Cleavage-stage embryos were transferred into two of the participants. One achieved a clinical pregnancy, defined as a pregnancy that was confirmed by ultrasound and by the presence of a fetal heartbeat. The pregnancy ended in miscarriage at 7 weeks’ gestation.
The length of controlled ovarian stimulation necessary for follicle growth ranged from 8 to 14 days, which the authors note is similar to that seen with women of normal reproductive age.
“Although the use of PRP in reproductive medicine is considered experimental, we demonstrated the restoration of ovarian function in early menopausal women who adopted whole dimension subcortical ovarian injection of PRP/gonadotropin,” the authors write.
“Most remarkably, an early menopausal woman achieved pregnancy after the treatment followed by IVF with her mature ovulating follicle,” they report.

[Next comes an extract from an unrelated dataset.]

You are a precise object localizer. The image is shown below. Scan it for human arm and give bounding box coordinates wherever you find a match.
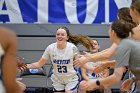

The mechanisms thought to underlie the success of the approach include increases in ovarian vascularization and stromal cell proliferation and reductions in oxidative stress and cell death in ovaries, the authors explain.
Key caveats with the treatment include the fact that anesthesia and laparoscopy are required, and precise administration is required at 15 injection sites in 1–2 mm of the ovarian subcortical area, which can be difficult to achieve, Hsu told Medscape Medical News.
“If a new instrument could be developed in which physicians can carry out this treatment through a vaginal approach, like the transvaginal retrieval of eggs in IVF treatments,” the approach could become more acceptable, Hsu added.
The authors call for studies with larger sample sizes and say it will also be interesting to determine effects in different groups, for example, women with cancer who have undergone chemotherapy.
Faubion, who is director of the Mayo Clinic Women’s Health, Rochester, Minnesota, says the causes of early menopause could be important in determining the treatment’s efficacy.
“[The therapy’s] success may depend on the reason the woman experienced early menopause, for instance, due to chemotherapy, radiation, virus, autoimmune disease, genetic mutation, or other cause,” she said.
She also noted that cost could be an important factor.
“I don’t see a cost estimate, but it will be substantial,” she said. “So, even if the success rate improves as this technique is further studied, cost and the invasive nature of the treatment may prove to be substantial barriers to this therapy becoming mainstream,” she said.
The authors and Faubion have disclosed no relevant financial relationships.